Historia walizeczki rozpoczęła się w styczniu 1945 r. i do dziś nie została wyjaśniona. Szefowa miejscowego Muzeum Regionalnego Mirosława Rzepecka powiedziała PAP, że ewakuowani z obozu do Niemiec jeńcy zabierali ze sobą zbyt ciężkie bagaże.

Po drodze, nie mogąc pokonać trudu wędrówki, zostawiali różne, najmniej potrzebne im rzeczy. Kapitan Emil Stoltenberg pozbył się walizeczki w jednym z gospodarstw między Ostrzeszowem a Kobylinem. "Został tam bardzo serdecznie przyjęty, gospodarzom zostawił walizkę" - mówi Rzepecka.
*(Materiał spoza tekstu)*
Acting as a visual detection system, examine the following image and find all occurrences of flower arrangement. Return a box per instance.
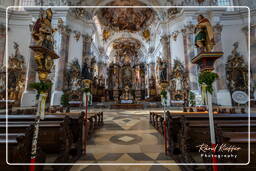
[29,81,52,99]
[189,91,196,106]
[160,90,167,99]
[198,71,219,94]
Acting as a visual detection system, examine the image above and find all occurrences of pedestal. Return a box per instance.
[216,90,232,106]
[191,52,223,72]
[135,90,141,100]
[20,91,36,107]
[51,90,63,106]
[113,90,119,101]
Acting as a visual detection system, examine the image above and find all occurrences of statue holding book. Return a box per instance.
[195,15,215,52]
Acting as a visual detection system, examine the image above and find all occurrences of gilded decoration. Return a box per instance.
[195,15,215,52]
[113,38,141,60]
[226,42,248,93]
[30,8,60,81]
[142,29,150,41]
[103,30,111,41]
[65,59,82,101]
[8,42,26,102]
[98,0,154,32]
[0,66,6,100]
[170,59,189,101]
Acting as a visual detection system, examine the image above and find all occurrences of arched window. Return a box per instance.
[218,0,234,11]
[19,0,35,6]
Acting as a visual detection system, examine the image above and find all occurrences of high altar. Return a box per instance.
[108,39,145,103]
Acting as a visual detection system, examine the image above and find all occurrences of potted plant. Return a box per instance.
[61,92,70,113]
[198,71,219,104]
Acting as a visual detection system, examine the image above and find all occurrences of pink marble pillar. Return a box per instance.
[55,26,70,91]
[161,34,171,80]
[20,23,36,107]
[213,23,227,90]
[51,25,71,106]
[181,23,199,90]
[0,25,6,66]
[82,34,92,65]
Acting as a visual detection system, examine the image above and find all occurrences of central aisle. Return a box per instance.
[71,109,180,171]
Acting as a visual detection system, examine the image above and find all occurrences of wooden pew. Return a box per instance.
[162,113,256,170]
[0,126,45,171]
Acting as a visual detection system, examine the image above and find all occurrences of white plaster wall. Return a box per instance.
[171,32,185,65]
[68,33,83,66]
[221,20,248,62]
[4,17,31,66]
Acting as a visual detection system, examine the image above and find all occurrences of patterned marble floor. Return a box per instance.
[71,110,180,171]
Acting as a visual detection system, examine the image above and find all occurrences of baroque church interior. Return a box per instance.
[0,0,256,171]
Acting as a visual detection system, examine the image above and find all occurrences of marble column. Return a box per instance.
[161,34,171,81]
[82,34,92,65]
[181,23,199,91]
[20,23,37,107]
[51,26,71,106]
[213,23,231,106]
[0,24,6,66]
[243,24,256,99]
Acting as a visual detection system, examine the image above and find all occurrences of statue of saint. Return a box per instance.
[195,15,215,52]
[175,73,182,91]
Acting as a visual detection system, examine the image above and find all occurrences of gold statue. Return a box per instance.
[30,8,59,80]
[195,15,215,52]
[103,30,110,41]
[143,30,150,41]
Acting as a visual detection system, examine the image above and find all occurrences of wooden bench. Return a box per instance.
[0,126,45,171]
[162,113,256,170]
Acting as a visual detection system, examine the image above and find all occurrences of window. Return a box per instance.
[218,0,234,11]
[218,0,233,6]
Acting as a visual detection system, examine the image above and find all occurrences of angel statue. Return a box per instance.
[32,8,56,50]
[31,8,58,73]
[195,15,215,52]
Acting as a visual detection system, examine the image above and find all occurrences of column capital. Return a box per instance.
[181,22,195,36]
[82,34,92,42]
[161,34,171,43]
[213,23,223,33]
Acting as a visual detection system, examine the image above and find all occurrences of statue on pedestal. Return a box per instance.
[195,15,215,52]
[120,85,133,100]
[30,8,59,80]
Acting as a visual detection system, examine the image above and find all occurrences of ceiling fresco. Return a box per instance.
[113,38,141,57]
[98,0,155,32]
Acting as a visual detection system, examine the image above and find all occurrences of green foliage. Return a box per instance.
[61,93,69,107]
[29,81,52,99]
[83,88,91,93]
[189,91,196,106]
[198,71,219,93]
[160,90,167,99]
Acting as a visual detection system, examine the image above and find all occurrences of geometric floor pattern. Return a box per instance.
[70,109,180,171]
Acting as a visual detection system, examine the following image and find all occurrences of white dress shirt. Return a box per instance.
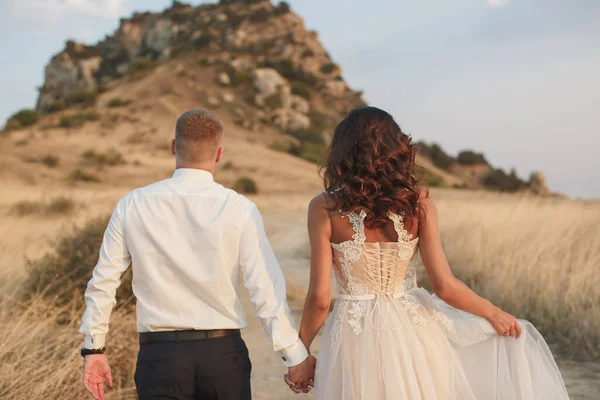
[80,169,308,366]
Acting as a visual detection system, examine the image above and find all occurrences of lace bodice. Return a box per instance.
[331,211,419,297]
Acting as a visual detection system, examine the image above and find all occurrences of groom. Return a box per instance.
[81,109,315,400]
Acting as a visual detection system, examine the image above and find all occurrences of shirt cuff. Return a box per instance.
[279,339,308,367]
[83,335,106,349]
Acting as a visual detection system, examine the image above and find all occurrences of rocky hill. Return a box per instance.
[5,0,548,194]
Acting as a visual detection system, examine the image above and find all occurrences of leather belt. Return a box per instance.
[140,329,241,344]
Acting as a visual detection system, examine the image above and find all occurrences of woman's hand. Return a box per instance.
[486,307,521,338]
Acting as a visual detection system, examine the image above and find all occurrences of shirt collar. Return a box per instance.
[173,168,214,182]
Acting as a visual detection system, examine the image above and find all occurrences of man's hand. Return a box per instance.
[284,355,317,393]
[83,354,112,400]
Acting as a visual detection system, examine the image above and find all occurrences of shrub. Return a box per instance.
[6,108,38,131]
[81,150,125,167]
[40,154,59,168]
[233,176,258,194]
[107,97,132,107]
[71,168,100,183]
[11,197,75,217]
[417,142,454,169]
[265,93,283,110]
[192,34,211,49]
[421,169,444,187]
[290,81,313,100]
[275,1,291,15]
[483,168,526,192]
[456,150,489,165]
[58,111,100,128]
[46,100,66,113]
[320,63,337,74]
[248,7,271,23]
[22,218,132,306]
[64,89,98,107]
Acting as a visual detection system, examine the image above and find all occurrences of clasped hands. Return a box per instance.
[283,354,317,393]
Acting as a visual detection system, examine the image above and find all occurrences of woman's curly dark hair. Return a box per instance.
[322,107,425,228]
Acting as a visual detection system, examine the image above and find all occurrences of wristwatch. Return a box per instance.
[80,347,106,357]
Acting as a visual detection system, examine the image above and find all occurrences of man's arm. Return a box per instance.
[80,199,131,400]
[240,206,308,367]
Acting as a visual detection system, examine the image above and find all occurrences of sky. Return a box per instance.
[0,0,600,198]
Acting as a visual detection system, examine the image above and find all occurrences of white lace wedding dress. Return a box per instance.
[314,211,569,400]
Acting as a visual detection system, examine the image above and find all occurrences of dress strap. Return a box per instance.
[340,210,367,245]
[388,211,413,242]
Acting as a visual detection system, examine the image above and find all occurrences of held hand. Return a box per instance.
[487,307,521,338]
[83,354,112,400]
[283,355,317,393]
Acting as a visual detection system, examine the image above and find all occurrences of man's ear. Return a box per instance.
[215,146,223,163]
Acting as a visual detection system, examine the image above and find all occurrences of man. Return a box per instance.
[81,109,315,400]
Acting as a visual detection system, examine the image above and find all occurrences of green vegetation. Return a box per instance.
[483,168,527,192]
[64,89,98,107]
[233,176,258,194]
[81,150,125,167]
[320,63,338,74]
[40,154,59,168]
[5,108,38,131]
[11,197,75,217]
[58,111,100,128]
[107,97,132,108]
[417,142,454,170]
[70,168,100,183]
[22,218,133,306]
[290,81,313,100]
[456,150,489,165]
[192,33,212,49]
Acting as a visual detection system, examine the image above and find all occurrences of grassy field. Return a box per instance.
[0,190,600,399]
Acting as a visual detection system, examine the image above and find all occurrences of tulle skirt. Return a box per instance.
[313,288,569,400]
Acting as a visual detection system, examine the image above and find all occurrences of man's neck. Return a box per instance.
[175,163,216,175]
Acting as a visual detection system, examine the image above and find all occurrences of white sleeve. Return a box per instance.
[240,206,308,367]
[80,199,131,349]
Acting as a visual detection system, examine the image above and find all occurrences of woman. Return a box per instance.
[300,107,568,400]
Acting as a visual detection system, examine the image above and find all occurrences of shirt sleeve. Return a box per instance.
[80,199,131,349]
[240,206,308,367]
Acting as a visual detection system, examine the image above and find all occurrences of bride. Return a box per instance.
[288,107,568,400]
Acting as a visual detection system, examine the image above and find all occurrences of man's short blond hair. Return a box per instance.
[175,108,223,162]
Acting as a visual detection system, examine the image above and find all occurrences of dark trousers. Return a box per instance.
[135,335,252,400]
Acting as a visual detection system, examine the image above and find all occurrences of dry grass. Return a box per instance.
[422,191,600,359]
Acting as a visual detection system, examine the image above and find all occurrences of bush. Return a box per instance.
[107,97,132,107]
[58,111,100,128]
[22,218,133,306]
[320,63,337,74]
[81,150,125,167]
[40,154,59,168]
[417,142,454,170]
[248,7,271,23]
[71,168,100,183]
[233,176,258,194]
[11,197,75,217]
[192,34,211,49]
[265,93,283,110]
[6,108,38,131]
[456,150,489,165]
[483,168,526,192]
[275,1,291,15]
[64,89,98,107]
[290,81,313,100]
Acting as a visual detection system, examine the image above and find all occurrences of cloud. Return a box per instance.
[488,0,508,7]
[6,0,129,23]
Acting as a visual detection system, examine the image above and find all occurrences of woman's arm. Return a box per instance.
[419,197,521,337]
[300,194,333,351]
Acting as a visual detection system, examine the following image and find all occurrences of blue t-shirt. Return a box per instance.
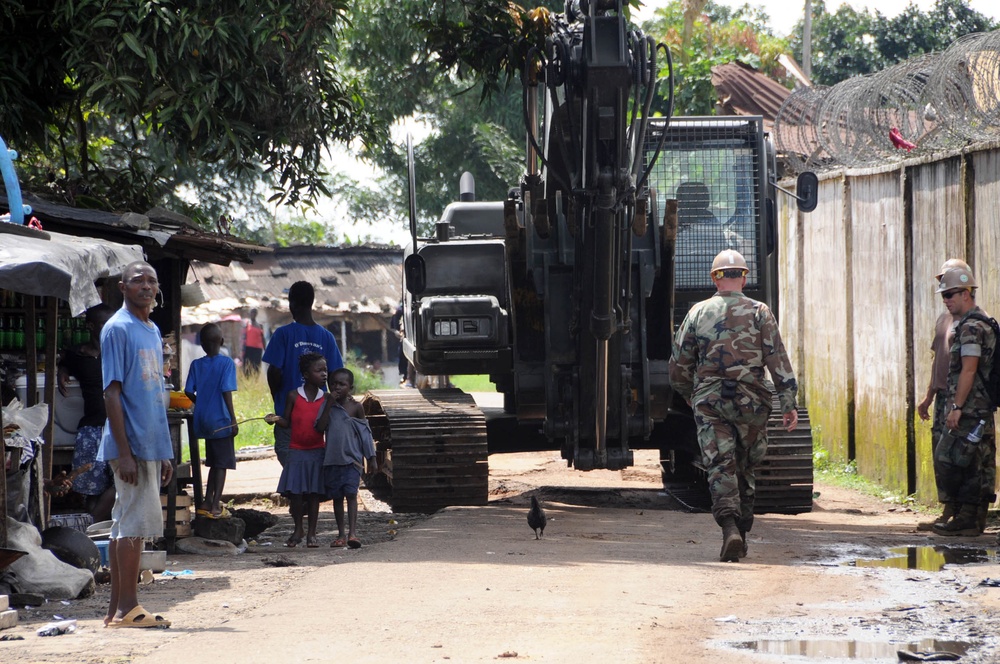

Według niej, po 62 latach jest jakaś szansa na odnalezienie cennej dla szefa norweskiego rządu pamiątki. Tym bardziej, że walizeczka była opisana imieniem i nazwiskiem jego dziadka.

Rzepecka twierdzi też, że Jens Stoltenberg spotkałby się podczas wizyty w Ostrzeszowie z osobą, która odnalazła cenną dla jego rodziny pamiątkę po dziadku.

Wizyta premiera ma się rozpocząć o godz. 10. (PAP)

wiadomości
pap
Oceń jakość naszego artykułu:
Twoja opinia pozwala nam tworzyć lepsze treści.
Źródło:
PAP
KOMENTARZE
(0)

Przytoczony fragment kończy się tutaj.